Sant’Antonio, oggi la sagra con le benedizioni di auto e animali e… il falò: il programma
17 Gennaio 2026

SARONNO – È il gran giorno. Dopo una settimana di rievocazioni, momenti religiosi, incontri e partecipazione, sabato 17 gennaio la sagra di Sant’Antonio Abate arriva al suo capitolo finale. È la giornata più attesa, quella che racchiude il senso profondo della festa: fede, comunità e tradizioni che si rinnovano davanti alla chiesetta del Lazzaretto e all’oratorio della Sacra Famiglia.
Dal 10 al 17 gennaio la zona di via D’Annunzio è stata animata dalla 17^ edizione della Rievocazione storico-religiosa-culturale e Sagra di Sant’Antonio, promossa dal Comitato “Gruppo Storico Sant Antoni da Saronn” con il patrocinio del Comune e del Ministero della Cultura. Il sabato dedicato al Santo rappresenta il momento conclusivo e più simbolico dell’intera manifestazione.
La giornata si apre 8 e 9 con la santa messa nella chiesa di Sant’Antonio Abate, seguita dalla benedizione finale con la reliquia del Santo, nella chiesetta di Sant’Antonio Abate al Lazzaretto.
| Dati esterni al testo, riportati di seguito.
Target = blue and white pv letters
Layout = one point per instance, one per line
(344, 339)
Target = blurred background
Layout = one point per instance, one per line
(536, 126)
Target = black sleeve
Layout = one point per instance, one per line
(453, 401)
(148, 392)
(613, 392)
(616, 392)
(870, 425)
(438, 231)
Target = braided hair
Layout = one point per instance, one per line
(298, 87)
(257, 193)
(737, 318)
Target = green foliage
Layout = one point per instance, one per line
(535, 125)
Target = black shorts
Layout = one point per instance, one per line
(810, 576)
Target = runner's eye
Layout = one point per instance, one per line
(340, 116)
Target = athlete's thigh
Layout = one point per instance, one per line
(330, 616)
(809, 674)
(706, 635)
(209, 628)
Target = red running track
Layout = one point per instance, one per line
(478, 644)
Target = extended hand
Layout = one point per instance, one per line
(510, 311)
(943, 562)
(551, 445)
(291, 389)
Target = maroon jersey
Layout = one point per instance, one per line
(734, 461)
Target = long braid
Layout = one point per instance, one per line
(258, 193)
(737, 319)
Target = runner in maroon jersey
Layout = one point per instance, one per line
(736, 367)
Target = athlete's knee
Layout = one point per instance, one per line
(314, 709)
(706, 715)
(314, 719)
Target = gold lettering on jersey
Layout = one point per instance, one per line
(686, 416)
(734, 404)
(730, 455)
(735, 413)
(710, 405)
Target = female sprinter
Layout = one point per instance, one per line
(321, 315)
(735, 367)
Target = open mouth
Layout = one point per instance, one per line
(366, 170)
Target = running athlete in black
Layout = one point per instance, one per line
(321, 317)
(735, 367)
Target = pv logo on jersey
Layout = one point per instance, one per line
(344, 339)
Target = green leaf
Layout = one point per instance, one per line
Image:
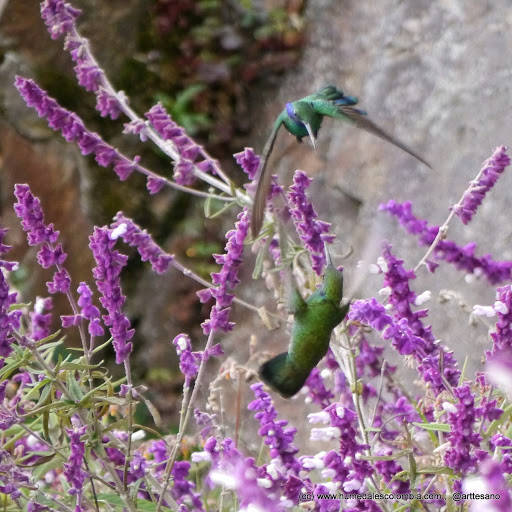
(435, 470)
(102, 346)
(79, 366)
(437, 427)
(73, 387)
(49, 338)
(116, 501)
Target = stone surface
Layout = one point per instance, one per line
(436, 75)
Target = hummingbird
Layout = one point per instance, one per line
(303, 118)
(314, 321)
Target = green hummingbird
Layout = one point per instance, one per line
(303, 118)
(314, 321)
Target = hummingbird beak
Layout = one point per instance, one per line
(311, 136)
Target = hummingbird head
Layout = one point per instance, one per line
(303, 113)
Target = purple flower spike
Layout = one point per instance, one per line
(109, 264)
(189, 361)
(89, 311)
(312, 231)
(183, 488)
(107, 105)
(59, 17)
(490, 480)
(428, 352)
(188, 151)
(9, 320)
(154, 185)
(40, 321)
(491, 171)
(249, 161)
(73, 468)
(502, 336)
(139, 238)
(28, 209)
(463, 439)
(225, 280)
(462, 257)
(73, 129)
(277, 437)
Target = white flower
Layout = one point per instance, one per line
(39, 305)
(312, 463)
(266, 483)
(423, 297)
(351, 485)
(325, 434)
(340, 411)
(479, 310)
(201, 457)
(331, 486)
(138, 435)
(326, 373)
(223, 478)
(385, 292)
(449, 407)
(500, 307)
(383, 264)
(328, 473)
(118, 231)
(319, 417)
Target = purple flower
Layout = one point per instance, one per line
(249, 161)
(59, 17)
(462, 257)
(491, 170)
(205, 421)
(107, 105)
(279, 438)
(73, 468)
(158, 449)
(73, 129)
(89, 310)
(316, 389)
(40, 321)
(502, 336)
(463, 438)
(134, 236)
(490, 480)
(188, 151)
(344, 465)
(189, 361)
(225, 280)
(109, 264)
(499, 369)
(388, 469)
(231, 470)
(428, 353)
(154, 184)
(312, 231)
(28, 209)
(183, 489)
(13, 479)
(9, 320)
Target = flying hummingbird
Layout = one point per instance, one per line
(314, 321)
(303, 118)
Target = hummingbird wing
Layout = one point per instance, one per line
(260, 199)
(360, 120)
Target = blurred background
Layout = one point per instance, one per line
(435, 73)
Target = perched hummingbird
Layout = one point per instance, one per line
(303, 118)
(314, 321)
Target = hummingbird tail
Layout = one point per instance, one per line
(283, 376)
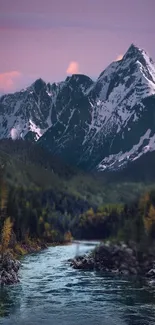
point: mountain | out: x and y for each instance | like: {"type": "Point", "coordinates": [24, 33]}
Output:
{"type": "Point", "coordinates": [94, 125]}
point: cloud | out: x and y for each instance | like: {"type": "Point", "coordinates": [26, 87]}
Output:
{"type": "Point", "coordinates": [73, 67]}
{"type": "Point", "coordinates": [119, 57]}
{"type": "Point", "coordinates": [8, 81]}
{"type": "Point", "coordinates": [14, 134]}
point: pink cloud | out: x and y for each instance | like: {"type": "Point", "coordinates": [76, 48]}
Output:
{"type": "Point", "coordinates": [73, 67]}
{"type": "Point", "coordinates": [119, 57]}
{"type": "Point", "coordinates": [8, 80]}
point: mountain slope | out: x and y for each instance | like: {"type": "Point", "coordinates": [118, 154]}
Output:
{"type": "Point", "coordinates": [100, 124]}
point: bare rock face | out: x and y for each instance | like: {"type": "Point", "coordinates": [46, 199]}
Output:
{"type": "Point", "coordinates": [9, 268]}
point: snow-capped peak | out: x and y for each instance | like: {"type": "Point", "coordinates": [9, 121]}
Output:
{"type": "Point", "coordinates": [89, 123]}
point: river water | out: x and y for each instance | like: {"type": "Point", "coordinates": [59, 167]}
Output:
{"type": "Point", "coordinates": [52, 293]}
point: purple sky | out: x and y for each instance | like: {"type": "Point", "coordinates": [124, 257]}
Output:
{"type": "Point", "coordinates": [50, 38]}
Dalle 9,30 prende vita la rievocazione del borgo contadino, con prodotti tipici della tradizione lombarda e saronnese, giochi di un tempo per grandi e piccoli, animali da stalla e da cortile ed esposizione di arti e mestieri di una volta, tra la chiesetta di Sant’Antonio Abate al Lazzaretto e il parco degli Alpini.
Dalle 10 alle 22 è prevista l’esposizione solenne della reliquia di Sant’Antonio Abate, mentre dalle 11 alle 22 apre l’osteria nel parco degli alpini, con piatti della tradizione contadina anche da asporto. Dalle 11,45 fino a esaurimento porzioni torna uno dei simboli della sagra: la polenta cotta lentamente su fuoco di legna, in grandi paioli di rame, servita liscia, con zola o con bruscitt.
Alle 15 è in programma la benedizione degli animali davanti alla chiesetta di Sant’Antonio Abate, in chiesetta di Sant’Antonio Abate al Lazzaretto. Dalle 14 alle 19, all’oratorio della Sacra Famiglia nel quartiere Prealpi, si tiene anche la benedizione degli automezzi, nell’oratorio Sacra Famiglia.
Nel tardo pomeriggio, 18,30, il borgo si accende con l’accensione suggestiva delle luci colorate e la riproposizione dello spettacolare incendio del campanile, tra la chiesetta di Sant’Antonio Abate al Lazzaretto e il parco degli Alpini. Nella stessa fascia oraria riprende la distribuzione della polenta fino a esaurimento porzioni.
Dalle 20 l’intrattenimento del Corpo musicale cittadino accompagna il pubblico dal borgo contadino verso l’oratorio della Sacra Famiglia, preparando l’atmosfera al momento più atteso. Dalle 20,30, in oratorio, è attivo lo stand con pane e salamella e vin brulè.
Il gran finale è fissato 21,15 con l’accensione del falò di Sant’Antonio Abate, rito antico per allontanare l’inverno e richiamare la primavera e il sole, simbolo di rinascita e di speranza per i campi, il bestiame e il futuro raccolto. Prima dell’accensione viene impartita la benedizione delle opere “Creature del focolare”, realizzate dal collettivo Stoker di Padova in collaborazione con il Museo della Ceramica Gianetti, donate alla chiesetta ed esposte per tutto il 2026.
È il momento che chiude la festa e insieme la rinnova, salutando una settimana intensa e dando appuntamento al prossimo anno, nel segno di una tradizione che continua a unire la città.